Cet enfant, victime, se sent très souvent rede- vable envers ce parent

La culture judéo-chrétienne, se rangeant du côté du parent « toxique », l’enfant (devenu adulte) entend de façon récurrente de la part de son entourage, prononcer des phrases comme : « oui mais ça reste ton père/ta mère ». Sous-entendu : « Quoiqu’il/elle fasse, tu dois le/la respecter » ; « ne pas couper le contact, être là pour lui/elle et supporter ce qu’il/elle fait ». Arcoulin dira que les outils utilisés par le parent « toxique » pour asseoir son emprise et son pouvoir, entre la culpabilisation, la victimisation, le chantage affectif et les doubles contraintes, font qu’il est difficile pour un enfant d’un parent « toxique » de ne pas se sentir redevable10.

Il connaît un conflit de loyauté

Pour les enfants de parents « toxiques », devenus aussi des adultes, il n’est pas rare qu’ils s’en veuillent d’avoir fait du mal au parent d’en face (le parent sain) alors qu’ils ne pouvaient faire autrement. Le conflit de loyauté dans lequel l’enfant se trouve (ou peut-être est-ce encore le cas, une fois devenu adulte) est une conséquence de l’emprise du parent « toxique ». En effet, l’enfant ne peut y voir clair, lutter, « privilégier » l’autre parent parce que sa nature profonde est de se faire aimer par ce parent « toxique ». C’est un réflexe naturel, personne ne peut lui en vouloir pour ça et certainement pas l’enfant (devenu adulte) lui-même2,10. Ce processus interactionnel problématique peut également s’étendre aux relations sociales, aux réseaux interpersonnels par lesquels l’enfant devenu adulte, répète ce mode interactionnel suradapté et de loyauté causée entre autre par ce besoin carentiel d’amour et de reconnaissance d’appartenance sociale.
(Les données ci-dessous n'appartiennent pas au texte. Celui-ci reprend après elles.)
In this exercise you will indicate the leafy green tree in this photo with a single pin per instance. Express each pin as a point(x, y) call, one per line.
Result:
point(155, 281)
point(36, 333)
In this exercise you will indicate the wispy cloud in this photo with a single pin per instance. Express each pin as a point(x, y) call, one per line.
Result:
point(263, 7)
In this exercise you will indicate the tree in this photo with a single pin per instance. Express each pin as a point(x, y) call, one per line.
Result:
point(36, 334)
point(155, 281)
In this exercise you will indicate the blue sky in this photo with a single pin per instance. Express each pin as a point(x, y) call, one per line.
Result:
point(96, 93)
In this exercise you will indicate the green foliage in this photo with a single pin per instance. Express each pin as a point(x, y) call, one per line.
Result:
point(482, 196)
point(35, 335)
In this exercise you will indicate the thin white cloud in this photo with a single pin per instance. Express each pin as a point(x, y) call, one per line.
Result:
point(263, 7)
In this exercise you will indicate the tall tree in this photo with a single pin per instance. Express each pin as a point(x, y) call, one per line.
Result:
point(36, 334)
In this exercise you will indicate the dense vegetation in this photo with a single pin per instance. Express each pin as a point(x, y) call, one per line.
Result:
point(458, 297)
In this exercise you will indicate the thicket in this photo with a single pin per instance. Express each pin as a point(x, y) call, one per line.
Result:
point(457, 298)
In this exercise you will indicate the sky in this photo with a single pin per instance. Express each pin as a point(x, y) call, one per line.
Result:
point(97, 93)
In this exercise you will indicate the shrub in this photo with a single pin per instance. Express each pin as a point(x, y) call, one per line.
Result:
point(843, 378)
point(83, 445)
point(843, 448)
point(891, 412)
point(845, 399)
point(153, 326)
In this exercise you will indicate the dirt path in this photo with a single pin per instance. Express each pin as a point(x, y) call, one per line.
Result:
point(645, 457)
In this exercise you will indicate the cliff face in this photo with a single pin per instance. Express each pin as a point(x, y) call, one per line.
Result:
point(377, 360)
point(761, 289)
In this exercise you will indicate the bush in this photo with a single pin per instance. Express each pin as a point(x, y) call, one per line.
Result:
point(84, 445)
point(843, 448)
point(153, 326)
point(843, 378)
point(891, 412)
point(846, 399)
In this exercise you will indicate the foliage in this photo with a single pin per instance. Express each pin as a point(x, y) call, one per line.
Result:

Il est très souvent dans la suradaptation

Comme nous l’avons déjà mentionné précédemment, se construire avec un parent « toxique », c’est un peu comme partir en mer sans connaître la météo. On n’est jamais prêt à ce qui va se passer. C’est faire face à l’instabilité, l’incohérence, au changement incessant, au chantage, à la culpabilité, aux mensonges, aux inventions et au bourrage de crâne. Il est impossible de satisfaire son parent « toxique », quoi que l’on fasse. Dès que l’enfant maitrisera un apprentissage, le parent « toxique » le déstabilisera sans cesse. Pourtant, l’enfant va toujours chercher à se faire aimer de son parent « toxique » et à le rendre fier de lui. L’enfant éprouve un besoin de reconnaissance parentale et familiale. Donc, pour J. Arcoulin, la stratégie de survie mise en place par l’enfant sous l’emprise d’un parent « toxique », est la « suradaptation »10. Tant que l’enfant (même devenu adulte) n’a pas compris qu’il a le droit de se respecter, qu’il ne faut pas répondre à toutes les attentes des autres au détriment de ses propres besoins, il y a de bonnes chances qu’il soit toujours serviable à l’extrême. Ces personnes ont une incroyable capacité d’adaptation, puisqu’elles ont pris l’habitude de devoir être plus performantes que des 10 caméléons .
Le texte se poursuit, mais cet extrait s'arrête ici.